The project team will primarily work with private sector partners and various Central American government offices, including ministries of agriculture and departments of plant and animal health. Purdue will also contribute short-term technical assistance throughout the project.

Map of the Northern Triangle Map of Northern Triangle by Russell Merzdorf

“One exciting opportunity,” according to Christian Cruz, professor in the Department of Botany and Plant Pathology and a co-PI, “is the chance to develop and improve technologies for more rapid pest detection and identification. Innovations in this area are important not only for the region in which we will be working but also for identifying and controlling pests and diseases here in Indiana.”

The first steps for the Purdue team will be to participate in agricultural value chain assessments during the upcoming summer.
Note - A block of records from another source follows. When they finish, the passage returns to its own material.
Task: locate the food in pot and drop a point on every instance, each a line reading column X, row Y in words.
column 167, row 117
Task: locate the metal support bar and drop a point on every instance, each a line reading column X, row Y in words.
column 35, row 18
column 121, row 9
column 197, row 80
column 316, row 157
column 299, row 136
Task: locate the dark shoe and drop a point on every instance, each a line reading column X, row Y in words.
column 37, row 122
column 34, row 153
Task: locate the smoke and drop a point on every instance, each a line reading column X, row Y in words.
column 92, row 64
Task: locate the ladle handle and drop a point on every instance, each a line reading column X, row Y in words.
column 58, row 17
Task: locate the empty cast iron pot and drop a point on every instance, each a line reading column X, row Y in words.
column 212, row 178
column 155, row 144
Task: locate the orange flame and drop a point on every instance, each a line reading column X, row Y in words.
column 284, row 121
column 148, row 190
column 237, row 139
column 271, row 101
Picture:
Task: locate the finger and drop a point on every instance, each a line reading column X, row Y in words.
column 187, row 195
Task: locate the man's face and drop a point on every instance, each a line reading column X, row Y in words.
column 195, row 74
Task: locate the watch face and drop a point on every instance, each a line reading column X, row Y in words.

Working with local partners, these assessments will consider the diverse agro-ecologies, socio-economic conditions and cultures of the project’s target geographies to finalize value chain selection and provide recommendations for project interventions.

“Opening new doors to collaborate with universities in the region is a major motivation for us,” says Peter Hirst, professor in the Department of Horticulture and Landscape Architecture and Assistant Director of IPIA. “The project will also provide long-run benefits to consumers here at home. This work will help to improve the safety of the foods we purchase. For example, Guatemala is a well-established supplier of off-season vegetables and berries to the U.S. market.”